On what is usually the slowest news day of the week, Toronto FC suddenly looks like a much different entity after a pair of huge announcements on Friday.
On the surface, the only days that immediately appear bigger for the embattled MLS franchise are the one in which the team's inception was announced as well as its first ever matchday. The latter confirmed that big time soccer had arrived in Toronto, and in the years since the club has been fighting an uphill battle - mostly with itself - to maintain relevance in an increasingly jaded market.
Most of that struggle had to do with rudderless leadership, starting from the top of Maple Leaf Sports & Entertainment - which couldn't decide whether it was a sports enterprise or a real estate agent - and filtering down to a Toronto FC head office largely bereft of soccer-knowledgeable decision makers.
No one needs to be reminded of the results: six seasons of mostly futile on-field displays, followed by dwindling attendances and - of those who stuck it out - an increasingly frustrated core of support.
And while there have been small steps in the right direction over the past six months, led by the change in ownership and the hiring of longtime D.C. United honcho Kevin Payne, there hasn't been a single day that observers could point to as the day that could change the tide for the entire TFC organization.
Friday could be that day.
It began with the confirmation that Matias Laba had signed with the Reds as a "young Designated Player," ending weeks of speculation about the Argentine.
A 21-year-old former captain of his U-20 national team, Laba represents a massive departure from previous Toronto DPs.
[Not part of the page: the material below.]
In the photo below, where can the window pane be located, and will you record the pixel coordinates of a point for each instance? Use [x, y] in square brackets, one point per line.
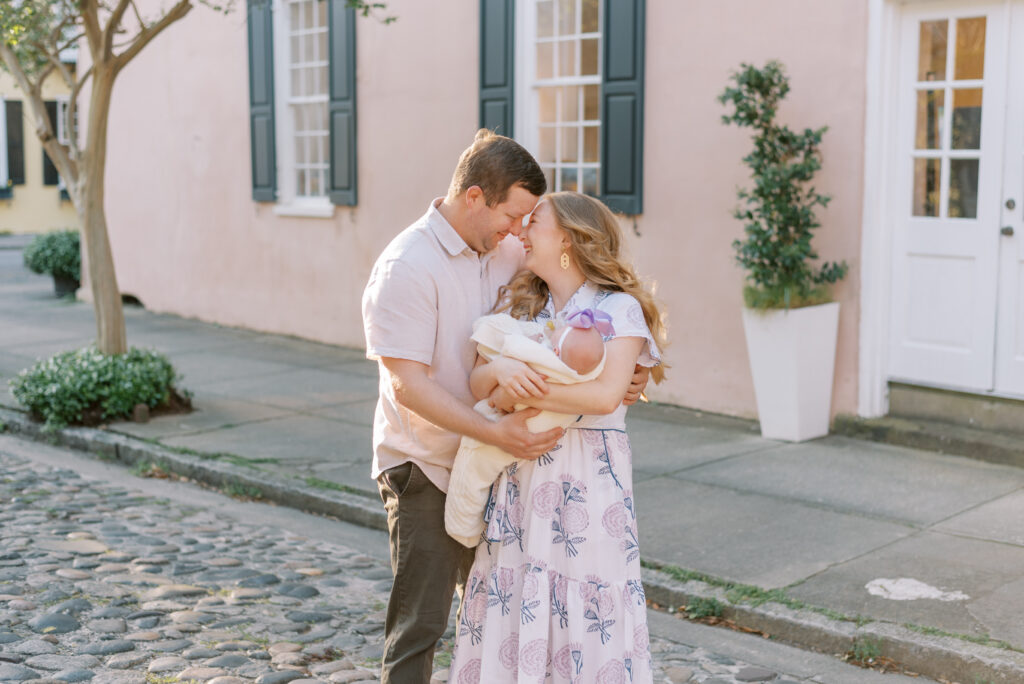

Young and full of potential, it's been reported by the Argentine press that Toronto paid upwards of $1.3 million (USD) for Laba's services, a claim seemingly confirmed when Payne told reporters in Toronto that the transfer fee paid for the midfielder was among the largest in MLS history.
As with any incoming players, only time will tell whether Laba will fit in with the style of play, culture change and various oddities that make MLS such a unique league, but the mere fact that TFC was willing to take a serious financial gamble on a young talent - rather than an established pro closer to the end of his career than the beginning - signals the potential start of a new era for the club.
Risky signings with big upside like Laba show more ambition from the team than grabbing a (safe) 30-something from Europe, which seems to be exactly what TFC was going for.
Incoming player aside, the really big news of the day hit a few hours later, when MLSE announced that it had succeeded in its courtship of high-profile exceutive Tim Leiweke, who will step into the company as President and CEO at the end of June.
While talking heads in the Toronto media will focus on Leiweke's part in bringing Lord Stanley's mug to Los Angeles last year (along with his extensive network of contacts all over the sports and entertainment world that could potentially turn MLSE into an even bigger juggernaut), the former head of Anschutz Entertainment Group is first and foremost a soccer man.
The St. Louis native first cut his teeth as a sports executive as the assistant general manager of a Major Indoor Soccer League franchise, and in the years since he has been forging ties all over the North American soccer scene. Most famously, he helped usher in the Designated Player Era - the same era that allowed TFC to sign Laba - into MLS as one of the leading figures of the Los Angeles Galaxy.
While serving as AEG president, Leiweke helped get both the Home Depot Center in LA and Houston's BBVA Compass Stadium built, stabilizing MLS franchises in both of those cities. But of more interest to soccer fans in Toronto, Leiweke was instrumental in helping build the Galaxy into the juggernaut it is today.
Of course, the new MLSE boss will have much more on his plate than the success and failures of TFC - that's why Payne was hired - but just having a successful soccer-friendly man in the top job of the company is a huge boost for a club that has seemed at times like a second class citizen, both within the organization that owns it and the city it represents.
And while one or both of Laba and Leiweke may not end up being the saviour that soccer fans in the Greater Toronto Area have craved, they can still point to the day that the player and executive joined the organization as the day that Toronto FC showed a previously unseen ambition to truly go for it.